La Stampa, 21 giugno 2022
La Maturità di Wilfried Gnonto
Non chiamatelo il «latinista del gol», non ama il soprannome che gli è stato dato quando si è scoperta la sua passione per le lingue, anche classiche. «Non faccio nulla di eccezionale, è normale studiare», risponde Willy Gnonto con un sorriso che coinvolge gli occhi timidi di chi ha il mondo davanti e vuole scoprirlo passo dopo passo. E lo fa con la naturalezza dei suoi 18 anni, 19 a novembre, alla vigilia della maturità.
In questi giorni l’esordio e il gol più «giovane» con l’Italia di Mancini passano un po’ in secondo piano. Si pensa alla scuola. Domani Willy inizia l’esame da privatista al liceo scientifico sportivo «Olga Fiorini-Marco Pantani» di Busto Arsizio. Negli ultimi due anni ha studiato online, il biennio l’aveva fatto al liceo classico Cavalieri di Verbania.
Come sarà la sua notte prima degli esami?
«L’esame di Mancini è stato difficile, quello di maturità lo sarà altrettanto. Cerco di restare concentrato».
È riuscito a studiare in ritiro?
«Mi ha portato i libri papà dopo la prima partita. Ero stato convocato da Mancini per uno stage, non mi aspettavo di restare in azzurro così a lungo».
Quanto è importate per uno sportivo professionista, oggi, studiare?
«È fondamentale. La carriera dura, se tutto va bene, una quindicina d’anni. E poi? A 35 inizia una nuova vita e bisogna farsi trovare pronti».
Anche se si riesce a guadagnare tanti soldi come può capitare nel calcio?
«Senza dubbio».
Il sistema scolastico italiano è in grado di sostenere chi, come lei, vuole portare avanti entrambe le carriere?

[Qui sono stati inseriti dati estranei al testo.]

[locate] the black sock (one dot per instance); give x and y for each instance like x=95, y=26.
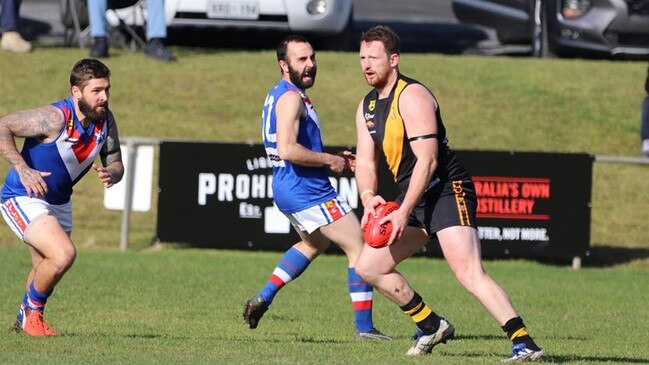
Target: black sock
x=425, y=319
x=517, y=333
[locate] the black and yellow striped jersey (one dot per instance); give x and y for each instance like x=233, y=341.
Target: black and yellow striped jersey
x=385, y=124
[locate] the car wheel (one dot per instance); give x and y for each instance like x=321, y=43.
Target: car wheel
x=342, y=41
x=74, y=13
x=540, y=37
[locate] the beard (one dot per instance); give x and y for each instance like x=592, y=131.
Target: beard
x=296, y=77
x=93, y=113
x=379, y=79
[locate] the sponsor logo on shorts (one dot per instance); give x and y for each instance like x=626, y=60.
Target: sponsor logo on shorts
x=15, y=216
x=460, y=201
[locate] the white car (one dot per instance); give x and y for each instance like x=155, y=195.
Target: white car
x=329, y=20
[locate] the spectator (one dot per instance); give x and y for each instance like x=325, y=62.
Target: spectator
x=156, y=30
x=11, y=39
x=644, y=120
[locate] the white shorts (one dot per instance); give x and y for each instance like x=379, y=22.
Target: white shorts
x=20, y=211
x=310, y=219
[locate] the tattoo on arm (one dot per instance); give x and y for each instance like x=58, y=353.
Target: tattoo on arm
x=45, y=122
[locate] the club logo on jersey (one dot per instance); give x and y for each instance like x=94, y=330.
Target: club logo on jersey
x=332, y=208
x=84, y=145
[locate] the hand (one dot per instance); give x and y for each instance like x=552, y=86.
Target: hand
x=337, y=164
x=350, y=160
x=370, y=205
x=399, y=220
x=33, y=181
x=104, y=175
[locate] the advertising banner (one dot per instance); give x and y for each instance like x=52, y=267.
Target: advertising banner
x=220, y=195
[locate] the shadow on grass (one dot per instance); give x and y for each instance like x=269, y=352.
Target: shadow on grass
x=571, y=358
x=595, y=359
x=605, y=256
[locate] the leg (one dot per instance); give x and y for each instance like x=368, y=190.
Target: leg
x=52, y=255
x=97, y=17
x=11, y=40
x=461, y=248
x=644, y=127
x=156, y=26
x=98, y=28
x=346, y=233
x=294, y=262
x=156, y=31
x=378, y=267
x=9, y=15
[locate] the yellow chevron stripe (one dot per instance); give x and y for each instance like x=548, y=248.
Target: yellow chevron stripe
x=425, y=312
x=414, y=310
x=521, y=332
x=394, y=132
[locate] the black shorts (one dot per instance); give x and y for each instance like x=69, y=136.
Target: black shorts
x=452, y=203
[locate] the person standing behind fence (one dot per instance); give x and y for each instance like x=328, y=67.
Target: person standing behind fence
x=644, y=119
x=61, y=143
x=301, y=187
x=400, y=119
x=11, y=40
x=156, y=30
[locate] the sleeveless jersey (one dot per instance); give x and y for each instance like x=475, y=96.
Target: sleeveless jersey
x=295, y=188
x=68, y=157
x=385, y=124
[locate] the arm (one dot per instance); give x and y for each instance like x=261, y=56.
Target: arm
x=112, y=169
x=417, y=106
x=44, y=123
x=289, y=110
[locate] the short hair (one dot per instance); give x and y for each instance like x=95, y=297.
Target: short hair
x=283, y=45
x=385, y=35
x=88, y=69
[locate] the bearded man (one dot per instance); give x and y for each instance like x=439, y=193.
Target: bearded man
x=61, y=143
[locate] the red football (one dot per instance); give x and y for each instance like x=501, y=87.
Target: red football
x=375, y=234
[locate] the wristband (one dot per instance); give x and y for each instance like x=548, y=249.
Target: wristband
x=365, y=192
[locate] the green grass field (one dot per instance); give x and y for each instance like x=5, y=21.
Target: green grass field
x=169, y=304
x=184, y=307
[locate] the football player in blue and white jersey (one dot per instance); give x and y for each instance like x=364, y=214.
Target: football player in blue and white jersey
x=62, y=141
x=301, y=187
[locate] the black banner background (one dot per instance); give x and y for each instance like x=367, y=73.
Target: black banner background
x=232, y=206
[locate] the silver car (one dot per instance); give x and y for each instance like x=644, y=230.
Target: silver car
x=329, y=20
x=613, y=28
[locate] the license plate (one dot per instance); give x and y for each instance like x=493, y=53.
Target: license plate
x=233, y=9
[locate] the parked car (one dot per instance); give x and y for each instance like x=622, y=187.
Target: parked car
x=613, y=28
x=328, y=20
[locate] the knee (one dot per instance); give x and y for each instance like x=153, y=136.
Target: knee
x=367, y=271
x=64, y=259
x=471, y=280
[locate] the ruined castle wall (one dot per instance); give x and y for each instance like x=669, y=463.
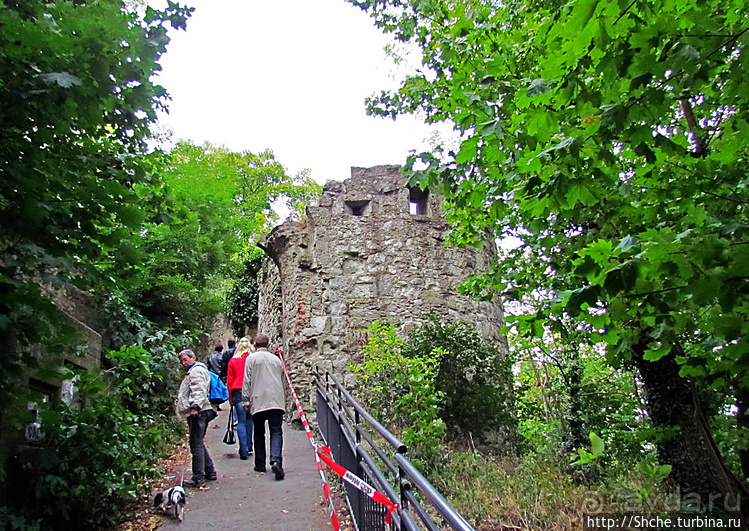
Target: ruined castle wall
x=371, y=249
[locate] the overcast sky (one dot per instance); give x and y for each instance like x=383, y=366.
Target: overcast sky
x=290, y=76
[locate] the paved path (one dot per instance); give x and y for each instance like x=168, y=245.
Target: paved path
x=244, y=499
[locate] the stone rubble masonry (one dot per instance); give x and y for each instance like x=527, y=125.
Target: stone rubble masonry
x=360, y=256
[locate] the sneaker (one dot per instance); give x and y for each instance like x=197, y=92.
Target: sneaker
x=277, y=470
x=192, y=484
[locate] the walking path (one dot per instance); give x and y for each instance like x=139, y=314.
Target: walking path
x=245, y=499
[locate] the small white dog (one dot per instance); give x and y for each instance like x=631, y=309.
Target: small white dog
x=172, y=502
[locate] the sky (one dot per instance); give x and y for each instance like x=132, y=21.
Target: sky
x=290, y=76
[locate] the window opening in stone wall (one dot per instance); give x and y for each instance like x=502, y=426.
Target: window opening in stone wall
x=417, y=201
x=358, y=208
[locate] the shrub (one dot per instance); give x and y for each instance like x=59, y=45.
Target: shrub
x=94, y=457
x=403, y=390
x=474, y=377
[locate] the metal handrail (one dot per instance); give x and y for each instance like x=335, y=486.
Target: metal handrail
x=352, y=425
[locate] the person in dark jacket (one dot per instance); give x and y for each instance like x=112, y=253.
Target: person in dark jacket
x=226, y=356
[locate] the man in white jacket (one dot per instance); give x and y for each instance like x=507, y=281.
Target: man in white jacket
x=263, y=394
x=194, y=406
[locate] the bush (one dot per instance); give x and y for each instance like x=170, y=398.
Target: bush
x=475, y=379
x=94, y=457
x=403, y=390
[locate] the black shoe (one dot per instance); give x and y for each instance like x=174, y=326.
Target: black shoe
x=277, y=470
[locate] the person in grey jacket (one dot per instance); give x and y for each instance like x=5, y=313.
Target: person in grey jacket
x=194, y=406
x=264, y=397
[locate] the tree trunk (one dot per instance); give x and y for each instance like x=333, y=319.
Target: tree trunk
x=742, y=420
x=675, y=405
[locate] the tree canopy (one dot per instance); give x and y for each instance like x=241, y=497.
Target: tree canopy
x=611, y=139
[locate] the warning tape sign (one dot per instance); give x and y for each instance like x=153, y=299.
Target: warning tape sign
x=323, y=453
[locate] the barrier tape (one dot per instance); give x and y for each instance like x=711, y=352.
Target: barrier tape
x=327, y=457
x=358, y=483
x=310, y=436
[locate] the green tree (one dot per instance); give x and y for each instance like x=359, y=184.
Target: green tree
x=214, y=206
x=611, y=138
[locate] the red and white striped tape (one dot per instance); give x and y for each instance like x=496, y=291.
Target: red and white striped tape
x=325, y=487
x=323, y=452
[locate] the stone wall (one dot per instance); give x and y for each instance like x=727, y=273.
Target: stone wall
x=371, y=249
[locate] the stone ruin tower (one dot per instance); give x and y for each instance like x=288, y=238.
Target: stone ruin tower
x=371, y=249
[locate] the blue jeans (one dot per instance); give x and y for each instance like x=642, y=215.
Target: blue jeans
x=202, y=464
x=244, y=424
x=274, y=417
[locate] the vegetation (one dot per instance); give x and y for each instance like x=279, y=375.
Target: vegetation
x=545, y=483
x=610, y=139
x=153, y=240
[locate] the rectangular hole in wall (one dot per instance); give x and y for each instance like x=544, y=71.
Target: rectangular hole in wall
x=357, y=208
x=418, y=201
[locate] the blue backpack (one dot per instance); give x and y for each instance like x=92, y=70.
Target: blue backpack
x=217, y=392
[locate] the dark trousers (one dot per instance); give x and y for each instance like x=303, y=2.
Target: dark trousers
x=202, y=464
x=274, y=418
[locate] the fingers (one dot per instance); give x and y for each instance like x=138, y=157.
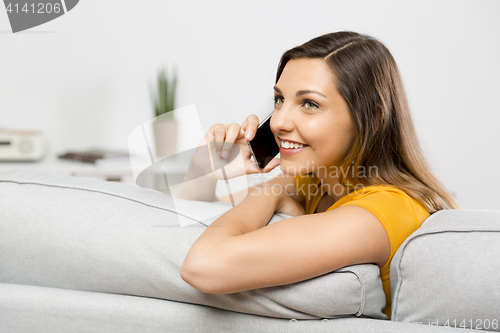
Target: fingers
x=218, y=132
x=232, y=133
x=250, y=126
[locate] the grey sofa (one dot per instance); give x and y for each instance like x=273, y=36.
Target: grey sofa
x=82, y=255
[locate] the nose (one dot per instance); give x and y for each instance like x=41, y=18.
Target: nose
x=282, y=120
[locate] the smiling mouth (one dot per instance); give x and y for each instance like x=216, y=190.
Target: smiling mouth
x=291, y=145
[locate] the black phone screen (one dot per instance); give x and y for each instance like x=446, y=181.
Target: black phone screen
x=263, y=146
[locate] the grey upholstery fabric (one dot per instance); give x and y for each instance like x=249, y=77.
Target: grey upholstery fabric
x=29, y=309
x=81, y=234
x=447, y=272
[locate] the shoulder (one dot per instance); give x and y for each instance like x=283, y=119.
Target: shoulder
x=397, y=211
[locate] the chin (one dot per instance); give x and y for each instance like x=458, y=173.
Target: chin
x=294, y=169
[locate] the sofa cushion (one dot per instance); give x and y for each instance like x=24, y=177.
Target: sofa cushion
x=83, y=234
x=447, y=273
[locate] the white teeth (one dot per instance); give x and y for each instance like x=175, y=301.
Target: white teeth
x=286, y=144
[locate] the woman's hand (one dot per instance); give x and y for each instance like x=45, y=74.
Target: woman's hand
x=221, y=138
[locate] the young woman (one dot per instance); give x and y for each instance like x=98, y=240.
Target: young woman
x=354, y=177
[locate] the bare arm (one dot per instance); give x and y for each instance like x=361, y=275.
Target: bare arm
x=238, y=252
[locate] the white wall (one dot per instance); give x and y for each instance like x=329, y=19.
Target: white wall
x=83, y=78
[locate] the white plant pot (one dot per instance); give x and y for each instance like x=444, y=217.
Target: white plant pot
x=165, y=132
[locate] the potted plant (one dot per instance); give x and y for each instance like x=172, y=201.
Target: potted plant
x=165, y=126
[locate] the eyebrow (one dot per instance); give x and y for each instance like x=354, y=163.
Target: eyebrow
x=302, y=92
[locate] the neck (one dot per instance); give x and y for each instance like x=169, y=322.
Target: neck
x=331, y=185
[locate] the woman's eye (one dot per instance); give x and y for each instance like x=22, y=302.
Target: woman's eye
x=278, y=100
x=310, y=105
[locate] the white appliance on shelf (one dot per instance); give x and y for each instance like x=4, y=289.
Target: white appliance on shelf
x=21, y=145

«Sì, ne sono la dimostrazione. Nonostante gli impegni sono riuscito a coniugare calcio e studio. Il merito è anche dei club, non solo dei licei sportivi. Quando ero nel vivaio dell’Inter mi hanno dato tutte le opportunità: la società è collegata all’istituto in cui farò la maturità e mi spronava a non mollare».
Sente più la pressione in campo o davanti a un prof?

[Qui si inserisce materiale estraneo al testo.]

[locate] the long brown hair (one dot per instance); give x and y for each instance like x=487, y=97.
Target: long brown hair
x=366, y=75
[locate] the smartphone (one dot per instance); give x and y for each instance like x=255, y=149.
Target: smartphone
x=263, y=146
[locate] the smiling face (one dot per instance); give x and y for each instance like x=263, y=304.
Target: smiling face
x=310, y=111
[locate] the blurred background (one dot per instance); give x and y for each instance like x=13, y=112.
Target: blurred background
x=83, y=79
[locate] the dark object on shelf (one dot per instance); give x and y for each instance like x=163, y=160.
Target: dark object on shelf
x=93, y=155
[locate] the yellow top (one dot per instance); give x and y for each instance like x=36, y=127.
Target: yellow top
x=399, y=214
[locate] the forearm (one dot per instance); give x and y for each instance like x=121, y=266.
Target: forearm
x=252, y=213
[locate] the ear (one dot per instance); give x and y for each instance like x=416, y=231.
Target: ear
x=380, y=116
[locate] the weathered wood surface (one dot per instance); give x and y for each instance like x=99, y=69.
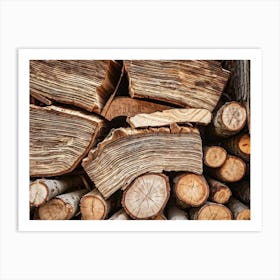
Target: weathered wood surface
x=187, y=83
x=122, y=106
x=166, y=117
x=133, y=152
x=83, y=83
x=60, y=138
x=42, y=190
x=147, y=196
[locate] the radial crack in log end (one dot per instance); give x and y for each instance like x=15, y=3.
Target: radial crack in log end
x=60, y=138
x=128, y=153
x=187, y=83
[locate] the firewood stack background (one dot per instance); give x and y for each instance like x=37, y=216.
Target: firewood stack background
x=140, y=139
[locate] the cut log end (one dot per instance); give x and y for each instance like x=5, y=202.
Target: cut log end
x=147, y=196
x=192, y=189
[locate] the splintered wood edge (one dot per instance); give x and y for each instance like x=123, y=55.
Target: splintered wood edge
x=119, y=133
x=94, y=119
x=167, y=185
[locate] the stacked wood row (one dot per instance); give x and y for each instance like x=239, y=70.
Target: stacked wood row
x=139, y=140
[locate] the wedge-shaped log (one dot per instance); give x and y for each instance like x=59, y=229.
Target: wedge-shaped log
x=42, y=190
x=128, y=107
x=191, y=189
x=60, y=138
x=166, y=117
x=127, y=153
x=239, y=210
x=187, y=83
x=147, y=196
x=211, y=211
x=83, y=83
x=63, y=207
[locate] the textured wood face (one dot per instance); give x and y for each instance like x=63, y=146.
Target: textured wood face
x=59, y=139
x=128, y=153
x=187, y=83
x=83, y=83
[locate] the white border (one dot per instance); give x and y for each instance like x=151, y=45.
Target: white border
x=255, y=224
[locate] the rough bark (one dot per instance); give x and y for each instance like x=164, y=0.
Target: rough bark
x=239, y=210
x=239, y=145
x=219, y=192
x=128, y=107
x=150, y=149
x=187, y=83
x=147, y=196
x=60, y=138
x=191, y=189
x=166, y=117
x=211, y=211
x=63, y=207
x=42, y=190
x=83, y=83
x=214, y=156
x=229, y=119
x=94, y=207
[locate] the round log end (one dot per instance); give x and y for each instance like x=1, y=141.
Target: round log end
x=192, y=189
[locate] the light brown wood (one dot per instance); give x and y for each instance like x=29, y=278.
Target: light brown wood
x=83, y=83
x=229, y=119
x=93, y=206
x=239, y=145
x=241, y=190
x=60, y=138
x=231, y=171
x=240, y=211
x=211, y=211
x=134, y=152
x=147, y=196
x=42, y=190
x=63, y=207
x=191, y=189
x=187, y=83
x=120, y=215
x=214, y=156
x=122, y=106
x=219, y=192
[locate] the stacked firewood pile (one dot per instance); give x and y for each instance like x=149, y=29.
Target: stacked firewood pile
x=139, y=139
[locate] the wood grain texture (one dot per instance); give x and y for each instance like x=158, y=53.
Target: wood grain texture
x=166, y=117
x=83, y=83
x=60, y=138
x=127, y=153
x=128, y=107
x=187, y=83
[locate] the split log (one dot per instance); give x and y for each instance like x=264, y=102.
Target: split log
x=231, y=171
x=120, y=215
x=211, y=211
x=241, y=190
x=60, y=138
x=94, y=207
x=83, y=83
x=229, y=119
x=239, y=145
x=214, y=156
x=63, y=207
x=147, y=196
x=134, y=152
x=219, y=192
x=191, y=189
x=187, y=83
x=128, y=107
x=166, y=117
x=42, y=190
x=174, y=213
x=238, y=209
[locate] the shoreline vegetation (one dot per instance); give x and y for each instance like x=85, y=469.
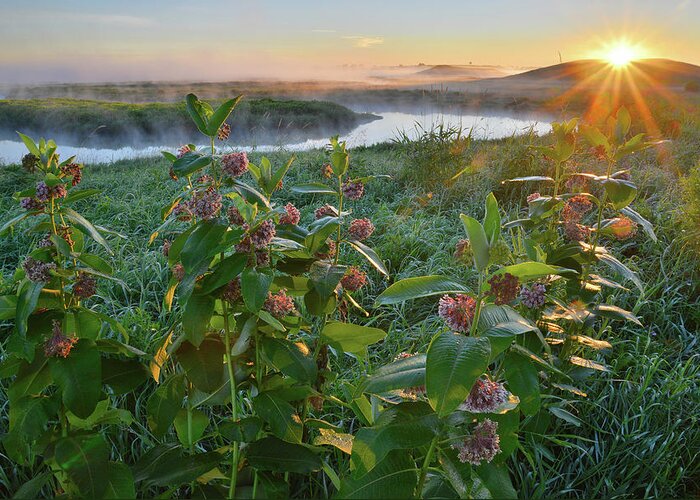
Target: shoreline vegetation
x=102, y=124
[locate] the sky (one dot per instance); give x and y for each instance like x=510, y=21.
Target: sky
x=212, y=40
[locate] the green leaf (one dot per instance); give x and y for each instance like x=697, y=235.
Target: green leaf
x=26, y=303
x=202, y=244
x=123, y=375
x=290, y=358
x=523, y=381
x=453, y=364
x=255, y=286
x=620, y=192
x=79, y=376
x=396, y=474
x=313, y=188
x=280, y=416
x=86, y=227
x=275, y=455
x=85, y=460
x=196, y=112
x=401, y=374
x=203, y=364
x=478, y=241
x=220, y=116
x=402, y=427
x=195, y=320
x=350, y=338
x=200, y=421
x=120, y=482
x=371, y=256
x=492, y=220
x=421, y=286
x=164, y=404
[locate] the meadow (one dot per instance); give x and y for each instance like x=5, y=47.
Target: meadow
x=634, y=434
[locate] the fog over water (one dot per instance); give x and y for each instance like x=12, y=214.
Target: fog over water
x=494, y=125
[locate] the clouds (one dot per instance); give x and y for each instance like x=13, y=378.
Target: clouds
x=364, y=42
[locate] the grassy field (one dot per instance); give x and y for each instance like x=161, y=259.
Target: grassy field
x=99, y=123
x=640, y=430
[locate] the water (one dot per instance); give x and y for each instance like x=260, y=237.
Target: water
x=484, y=126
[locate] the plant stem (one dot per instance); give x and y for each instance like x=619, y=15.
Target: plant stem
x=234, y=403
x=424, y=467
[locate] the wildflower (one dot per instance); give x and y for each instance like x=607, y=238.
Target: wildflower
x=178, y=271
x=353, y=190
x=205, y=204
x=361, y=229
x=485, y=397
x=575, y=208
x=166, y=247
x=263, y=235
x=58, y=344
x=327, y=171
x=279, y=304
x=411, y=392
x=31, y=204
x=38, y=271
x=291, y=215
x=30, y=162
x=457, y=312
x=533, y=196
x=354, y=279
x=325, y=211
x=330, y=244
x=224, y=132
x=504, y=288
x=85, y=286
x=232, y=291
x=75, y=171
x=623, y=228
x=533, y=297
x=234, y=164
x=576, y=232
x=482, y=445
x=234, y=217
x=463, y=251
x=43, y=192
x=499, y=253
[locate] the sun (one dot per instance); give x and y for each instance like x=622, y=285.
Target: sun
x=621, y=54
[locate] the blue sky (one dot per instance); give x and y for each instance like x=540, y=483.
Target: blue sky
x=79, y=40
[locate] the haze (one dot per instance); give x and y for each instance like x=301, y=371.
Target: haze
x=87, y=41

«Giocando la sento meno rispetto a un anno fa. Aver fatto esperienza all’estero, a Zurigo nella serie A svizzera, mi ha aiutato a maturare lontano dallo stress. Riesco a essere più calmo, con effetti che valgono anche a scuola».
Cosa farà dopo la maturità, a parte il calciatore?

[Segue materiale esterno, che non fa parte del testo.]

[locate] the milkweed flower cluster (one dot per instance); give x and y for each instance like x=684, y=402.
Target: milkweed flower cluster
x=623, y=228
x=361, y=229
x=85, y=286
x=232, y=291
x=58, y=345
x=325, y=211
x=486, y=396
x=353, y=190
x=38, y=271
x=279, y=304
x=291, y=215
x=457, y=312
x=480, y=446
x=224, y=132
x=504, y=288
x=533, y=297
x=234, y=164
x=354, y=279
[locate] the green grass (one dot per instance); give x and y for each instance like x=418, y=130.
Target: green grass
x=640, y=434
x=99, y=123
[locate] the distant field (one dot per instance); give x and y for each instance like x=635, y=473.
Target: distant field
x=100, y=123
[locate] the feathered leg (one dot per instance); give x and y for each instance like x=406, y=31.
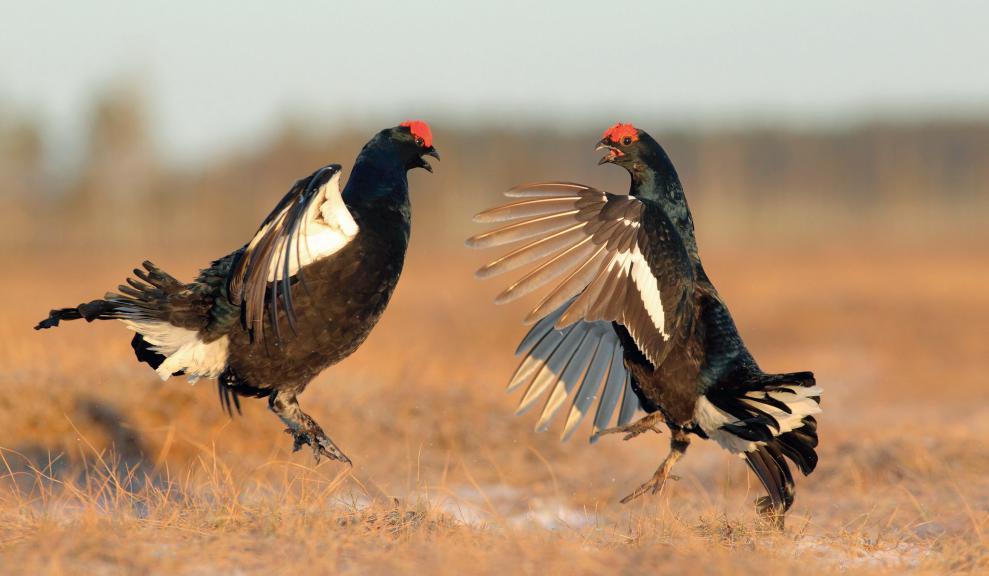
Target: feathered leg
x=645, y=424
x=303, y=428
x=678, y=446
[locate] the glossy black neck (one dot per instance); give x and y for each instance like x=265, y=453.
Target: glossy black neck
x=655, y=179
x=379, y=178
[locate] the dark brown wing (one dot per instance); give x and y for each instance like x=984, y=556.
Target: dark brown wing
x=619, y=259
x=609, y=258
x=310, y=222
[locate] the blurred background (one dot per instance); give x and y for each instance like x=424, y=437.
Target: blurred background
x=836, y=158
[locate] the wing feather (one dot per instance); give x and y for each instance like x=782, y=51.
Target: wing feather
x=608, y=258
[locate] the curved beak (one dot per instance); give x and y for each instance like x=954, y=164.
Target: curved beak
x=611, y=156
x=429, y=152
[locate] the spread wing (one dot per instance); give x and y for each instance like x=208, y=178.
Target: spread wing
x=311, y=222
x=610, y=259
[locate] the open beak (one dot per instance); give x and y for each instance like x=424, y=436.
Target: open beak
x=429, y=152
x=611, y=156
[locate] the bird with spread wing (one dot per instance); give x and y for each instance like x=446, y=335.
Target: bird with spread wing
x=632, y=321
x=302, y=295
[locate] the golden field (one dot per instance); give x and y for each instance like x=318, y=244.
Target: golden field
x=105, y=469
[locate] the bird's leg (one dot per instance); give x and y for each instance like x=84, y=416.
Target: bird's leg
x=678, y=446
x=645, y=424
x=303, y=428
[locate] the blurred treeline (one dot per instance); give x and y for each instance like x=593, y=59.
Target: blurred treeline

«Conosco bene francese e tedesco, il prossimo anno vorrei dedicarlo a migliorare l’inglese e a imparare lo spagnolo. Poi punterò a una facoltà in questo settore».
Come è cambiata la sua vita con l’esordio in Nazionale?
«Molto, sia per me sia per la mia famiglia».
Mamma e papà hanno fatto tanti sacrifici per consentirle di giocare...
«Solo ora me ne rendo conto. Papà faceva i turni di notte in fabbrica per accompagnarmi agli allenamenti a Milano di giorno, e dormiva in auto aspettandomi. Mamma faceva la cameriera ai piani all’hotel Dino di Baveno: sperava sempre nella mancia per pagare i viaggi».
Suo padre è arrivato in Italia dalla Costa d’Avorio 29 anni fa. Lei è stato in Africa?
«L’ultima volta poco prima del Covid. Spero di tornare a dicembre durante la pausa dei campionati per il Mondiale. Mi aspettano la nonna e tanti parenti. Sono italiano, l’Italia è casa mia, ma sento forte anche il Paese d’origine della famiglia».
Casi di razzismo?
«Fortunatamente no. Anzi, a Baveno sono anche fin troppo amato e coccolato».
È religioso?
«Molto, sono cattolico. La domenica quando torno sul Lago Maggiore vado a messa».
Studioso, serio, il figlio che ogni mamma vorrebbe. Ci sarà pure un difetto, no?
«Sono impaziente e impulsivo, ma sto imparando a gestire le emozioni».
Ieri a Verbania ha parlato ai bambini del camp del suo primo allenatore Rino Molle. Come trova il tempo anche per queste cose?
«Sono riconoscente, con Molle e con tutti quelli che mi hanno aiutato. Ricordo il primo insegnamento di Rino: essere altruista. La palla si passa, non si tiene tra i piedi. E io lo facevo un po’ troppo».